With privacy? For B2B startups I feel that being privacy conscious is becoming a differentiator and should be advertised as such. No potential business customer will want to be associated with the risk of leaks, being hacked, or potential damage to the brand from revealed "skeevy" behaviour.

It's not a negative thing. There's opportunity here too.

I want to end with an example which is Hoxton Analytics, a company I had the privilege of working with at the R/GA IoT accelerator I ran earlier this year. By the way, we're running another one, and applications close on 7 December, just a few weeks from now. We can talk about that afterwards.

Hoxton Analytics supply, for their clients, pedestrian footfall intelligence. They count the number of people walking in and out of your shop.

Historically this has been done with infra-red beam interruption. Well, that can't track groups or whether people are going in or out.

So instead you can do it by tracking smartphone signatures. Information-rich but not everyone has their Bluetooth or wi-fi turned on.

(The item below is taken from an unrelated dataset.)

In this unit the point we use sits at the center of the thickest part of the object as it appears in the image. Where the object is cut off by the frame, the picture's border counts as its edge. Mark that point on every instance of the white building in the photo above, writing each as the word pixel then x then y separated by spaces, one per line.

So you can really amp it up and monitor footfall with cameras doing facial recognition: that doesn't fly in Europe, it's personally identifiable information. Fine elsewhere in the world though.

Hoxton takes a different approach. They have cameras right down low on the floor, and they use machine learning - on the device - to recognise shoes.

It's crazy accurate. 95% accurate. It can also count group sizes, and whether people are going in or out. So it can do capacity.

It also doesn't store personally identifiable information so it's good in Europe.

But get this. Because they've built this solution, it means they can also use it in public places. So you can point the camera out of the window and see how many people are walking past, versus how many people are walking in. This is the holy grail, like a conversion funnel, like Google Analytics, but for physical retail. And they've got there by considering privacy not as a product constraint, but as a product feature.

Wrap up:

That's where my head's at regarding security and privacy. I'm going to chew on these thoughts a bunch before the discussion with Sarah, and I'd welcome your thoughts -- either on my views as laid out above, or on questions to ask her.

I don't know if there are any tickets left but if there are do come along and if you're already signed up, then I look forward to seeing you on Wednesday night.